BLOOMFIELD, NJ — A seminar detailing the benefits of residential solar energy was presented at Brookdale Reformed Church on Thursday, Sept. 22. Elvin Frost, the senior solar advisor for Geoscape, delivered the presentation. The church itself had gone solar earlier this year with Geoscape installing the roof panels. The seminar attracted about a dozen people.
“If you haven’t heard the report,” Frost began, “this August has been the hottest in history.”
Regardless of any historical temperature readings, Frost said it appeared that the weather is changing. He equated a small change in energy-consuming habits with enormous benefits to the environment.
According to Frost, the use of solar energy is considerable in New Jersey. In terms of its use, he said the state was ranked No. 3 in the nation while being the fifth smallest state. He said 58,000 NJ homes have solar panels.
“Mostly in the back of the house,” he said.
He presented a slide show for part of his talk. “The Vatican, the Taj Mahal, the White House, the lights of the Eiffel Tower — all solar,” he said.
Numerous corporate businesses are also using solar energy, including Macy’s, Toys ‘R Us, Staples, Johnson & Johnson, and Costco.
Frost said there was no telling what the weather was going to be like, but one thing was a certainty: sunshine. He gave a quick description of how solar energy works.

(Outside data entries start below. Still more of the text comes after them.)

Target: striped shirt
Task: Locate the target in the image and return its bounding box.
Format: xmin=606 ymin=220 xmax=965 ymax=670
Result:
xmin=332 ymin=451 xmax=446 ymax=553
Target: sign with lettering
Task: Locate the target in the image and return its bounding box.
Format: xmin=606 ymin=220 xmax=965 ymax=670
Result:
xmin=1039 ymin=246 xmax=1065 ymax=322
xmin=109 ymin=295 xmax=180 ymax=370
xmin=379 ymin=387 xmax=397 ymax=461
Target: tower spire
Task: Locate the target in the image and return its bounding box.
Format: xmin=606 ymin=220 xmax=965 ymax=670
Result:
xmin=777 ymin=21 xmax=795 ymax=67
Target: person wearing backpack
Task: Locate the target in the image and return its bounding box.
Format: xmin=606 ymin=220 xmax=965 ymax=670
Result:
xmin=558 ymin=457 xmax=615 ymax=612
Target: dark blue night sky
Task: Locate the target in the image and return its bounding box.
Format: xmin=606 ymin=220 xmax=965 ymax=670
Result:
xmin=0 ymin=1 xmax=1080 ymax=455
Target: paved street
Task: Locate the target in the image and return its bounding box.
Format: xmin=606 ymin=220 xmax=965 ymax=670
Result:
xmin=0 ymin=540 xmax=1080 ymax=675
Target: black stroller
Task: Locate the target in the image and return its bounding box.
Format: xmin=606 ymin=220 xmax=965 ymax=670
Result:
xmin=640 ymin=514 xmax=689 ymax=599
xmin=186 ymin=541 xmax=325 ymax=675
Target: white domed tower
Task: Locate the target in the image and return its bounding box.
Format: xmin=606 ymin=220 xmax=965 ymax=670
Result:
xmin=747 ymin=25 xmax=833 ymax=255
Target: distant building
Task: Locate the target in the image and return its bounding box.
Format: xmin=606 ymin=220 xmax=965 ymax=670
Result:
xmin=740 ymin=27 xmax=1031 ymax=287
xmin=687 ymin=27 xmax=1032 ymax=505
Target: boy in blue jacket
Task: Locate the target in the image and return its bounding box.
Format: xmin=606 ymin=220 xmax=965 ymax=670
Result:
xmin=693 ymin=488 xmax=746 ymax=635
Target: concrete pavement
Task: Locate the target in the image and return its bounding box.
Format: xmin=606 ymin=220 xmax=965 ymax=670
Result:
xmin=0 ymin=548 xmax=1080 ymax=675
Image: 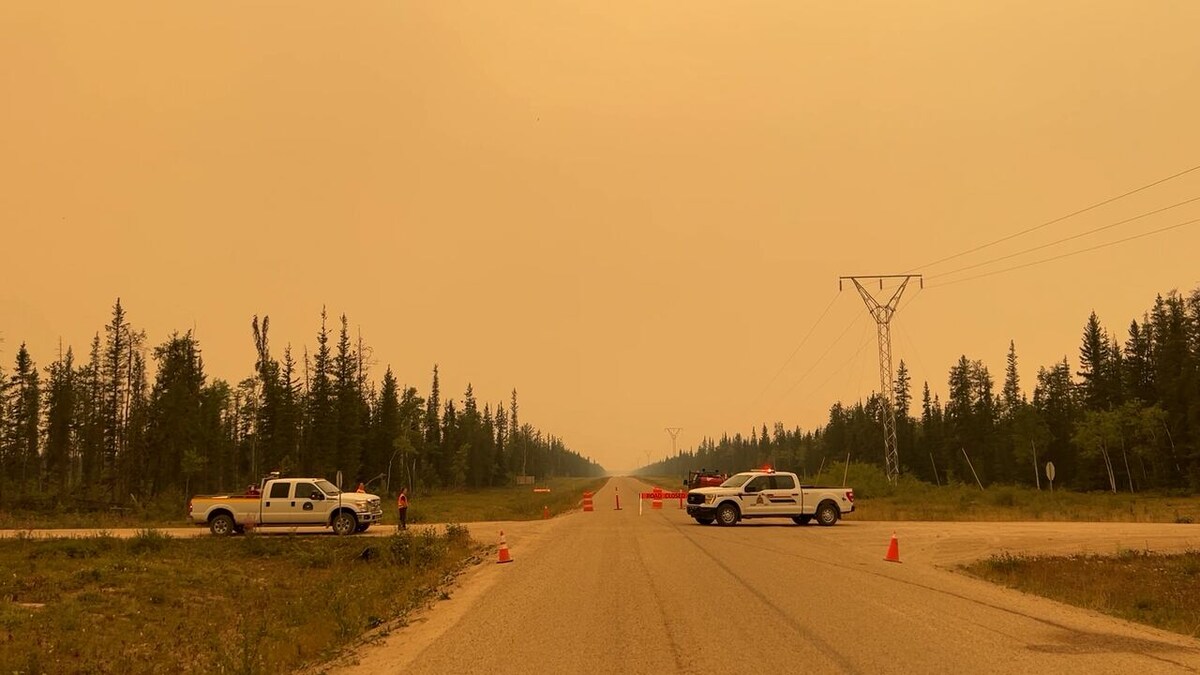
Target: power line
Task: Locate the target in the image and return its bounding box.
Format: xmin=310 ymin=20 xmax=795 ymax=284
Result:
xmin=934 ymin=217 xmax=1200 ymax=288
xmin=905 ymin=159 xmax=1200 ymax=274
xmin=750 ymin=293 xmax=839 ymax=407
xmin=926 ymin=197 xmax=1200 ymax=279
xmin=780 ymin=313 xmax=863 ymax=399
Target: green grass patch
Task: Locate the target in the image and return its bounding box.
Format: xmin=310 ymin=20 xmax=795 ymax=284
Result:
xmin=405 ymin=478 xmax=608 ymax=524
xmin=0 ymin=526 xmax=480 ymax=674
xmin=962 ymin=550 xmax=1200 ymax=638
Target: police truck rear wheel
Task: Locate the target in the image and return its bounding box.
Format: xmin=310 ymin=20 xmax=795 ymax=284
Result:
xmin=209 ymin=513 xmax=234 ymax=537
xmin=817 ymin=502 xmax=838 ymax=527
xmin=334 ymin=512 xmax=359 ymax=537
xmin=716 ymin=503 xmax=738 ymax=527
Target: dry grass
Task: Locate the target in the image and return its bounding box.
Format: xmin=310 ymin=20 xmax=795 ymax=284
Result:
xmin=964 ymin=551 xmax=1200 ymax=638
xmin=0 ymin=526 xmax=479 ymax=674
xmin=405 ymin=478 xmax=608 ymax=522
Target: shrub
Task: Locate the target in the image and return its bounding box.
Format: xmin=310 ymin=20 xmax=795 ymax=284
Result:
xmin=446 ymin=522 xmax=470 ymax=544
xmin=130 ymin=527 xmax=170 ymax=555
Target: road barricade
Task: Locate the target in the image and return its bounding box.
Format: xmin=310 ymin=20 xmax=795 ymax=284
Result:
xmin=637 ymin=488 xmax=688 ymax=514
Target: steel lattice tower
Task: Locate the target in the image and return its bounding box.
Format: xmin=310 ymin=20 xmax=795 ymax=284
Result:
xmin=838 ymin=274 xmax=925 ymax=483
xmin=666 ymin=426 xmax=683 ymax=458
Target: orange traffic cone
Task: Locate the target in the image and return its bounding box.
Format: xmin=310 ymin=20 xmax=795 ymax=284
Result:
xmin=496 ymin=530 xmax=512 ymax=563
xmin=883 ymin=532 xmax=900 ymax=562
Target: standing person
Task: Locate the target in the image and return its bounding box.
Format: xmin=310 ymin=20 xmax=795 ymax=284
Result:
xmin=396 ymin=488 xmax=408 ymax=530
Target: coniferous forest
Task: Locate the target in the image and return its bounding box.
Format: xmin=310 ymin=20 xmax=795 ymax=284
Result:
xmin=0 ymin=299 xmax=604 ymax=508
xmin=648 ymin=284 xmax=1200 ymax=492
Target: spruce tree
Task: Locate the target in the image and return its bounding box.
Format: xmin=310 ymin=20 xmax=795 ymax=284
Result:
xmin=44 ymin=347 xmax=77 ymax=495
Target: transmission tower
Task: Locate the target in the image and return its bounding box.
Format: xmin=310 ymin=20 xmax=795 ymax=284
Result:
xmin=666 ymin=426 xmax=683 ymax=456
xmin=838 ymin=274 xmax=925 ymax=483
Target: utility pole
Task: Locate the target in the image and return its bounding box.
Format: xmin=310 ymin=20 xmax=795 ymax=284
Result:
xmin=666 ymin=426 xmax=683 ymax=456
xmin=838 ymin=274 xmax=925 ymax=483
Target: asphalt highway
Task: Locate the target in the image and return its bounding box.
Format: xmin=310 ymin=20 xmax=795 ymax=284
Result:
xmin=332 ymin=478 xmax=1200 ymax=674
xmin=0 ymin=478 xmax=1200 ymax=675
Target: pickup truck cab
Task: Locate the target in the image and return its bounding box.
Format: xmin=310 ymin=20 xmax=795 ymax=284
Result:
xmin=688 ymin=470 xmax=854 ymax=526
xmin=187 ymin=478 xmax=383 ymax=536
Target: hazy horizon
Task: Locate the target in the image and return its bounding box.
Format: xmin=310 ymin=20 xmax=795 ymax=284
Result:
xmin=0 ymin=0 xmax=1200 ymax=471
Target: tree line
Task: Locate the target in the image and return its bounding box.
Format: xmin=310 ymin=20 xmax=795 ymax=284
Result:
xmin=0 ymin=299 xmax=604 ymax=506
xmin=647 ymin=289 xmax=1200 ymax=492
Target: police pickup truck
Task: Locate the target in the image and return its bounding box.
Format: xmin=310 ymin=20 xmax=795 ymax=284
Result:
xmin=187 ymin=476 xmax=383 ymax=536
xmin=688 ymin=470 xmax=854 ymax=526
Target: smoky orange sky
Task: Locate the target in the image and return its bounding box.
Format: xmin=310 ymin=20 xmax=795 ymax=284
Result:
xmin=0 ymin=0 xmax=1200 ymax=470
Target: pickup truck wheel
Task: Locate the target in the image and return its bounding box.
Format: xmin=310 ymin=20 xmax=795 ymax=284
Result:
xmin=817 ymin=502 xmax=838 ymax=527
xmin=209 ymin=513 xmax=234 ymax=537
xmin=716 ymin=502 xmax=738 ymax=527
xmin=332 ymin=510 xmax=359 ymax=537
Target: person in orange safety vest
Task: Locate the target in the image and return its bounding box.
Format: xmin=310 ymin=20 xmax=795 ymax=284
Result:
xmin=396 ymin=488 xmax=408 ymax=530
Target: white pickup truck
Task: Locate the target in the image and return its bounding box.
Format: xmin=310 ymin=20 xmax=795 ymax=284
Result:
xmin=187 ymin=478 xmax=383 ymax=536
xmin=688 ymin=470 xmax=854 ymax=526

The panels are installed on the roof of the home. They create a DC electrical current which is converted into an AC current for home usage.
“When you have solar energy, it has priority over the electrical company,” he said.
When a resident’s solar panels produce more than their home needs, Frost said it was like having “a bucket of electricity.”
This extra electricity is sent to the power grid of the electric company servicing the home. The company credits the homeowner at the same price they would have to pay the company to buy it back, which is what a homeowner will do when it is needed. Frost said when a resident sends their solar-made electricity to the electric company, the electric meter in their home will spin backward.
“The biggest misconception about solar,” Frost said, “is when a hurricane comes and knocks out the electricity. The law requires that solar energy be turned off, too.”
For a resident to get electricity in the event of a weather-related power failure, in which electric lines are down, like everyone else, Frost said the solar resident will have to rely on a gasoline generator. He said it was necessary to cut off any transfer of solar energy to a company’s power grid while lines were being repaired to avoid injury to workers.
“Safety reasons,” he sad. “There would be too much electricity on a damaged electrical grid.”
He gave a little advice on what to look for when choosing a solar panel manufacturer: the warranty of the product; the labor costs to repair; and if the manufacturer pays for shipping if the panel has to be repaired.
The federal government will help a homeowner pay for solar installation, as much as 30 percent of costs, through a tax credit.
“If you aren’t eligible for the entire credit, it rolls over the next year,” he said.
But this federal plan for a 30 percent credit expires in 2019, he said. In subsequent years, the credit percentage will be lower.
The state will also help pay for 50 percent of solar installation, Frost said. This is done through a 15-year certificate which the state sells to a broker.
“It’s like a stock,” Frost said.
Periodically, the homeowner will receive a check after a certificate sale. “It adds up to about 50 percent,” Frost said.
Frost said there are three ways for a homeowner to acquire electricity: the electric company; solar panels through a leasing agreement; or solar panels that are financed by the homeowner.
He said a homeowner will pay the most if they go to their electric company and almost as much if they lease the panels. He compared leased panels with a leased car.
“At the end of the time period for the leased car, a person can give it back or buy it at fair-market value,” he said.
According to Frost, with solar panels, there is no way to determine what the fair market value will be at the end of the lease period if the homeowner wants to buy them.
Also with leased panels, it is the leasing company that receives the federal tax credit and the state certificate, not the homeowner, he said. But financed ownership by the resident will pay for itself, according to Frost.
He also said that solar panels on the roof will help to protect the roof and provide some insulation against heat and cold of the weather. “Whether you get solar or not,” he said, “the sun is always going to shine.”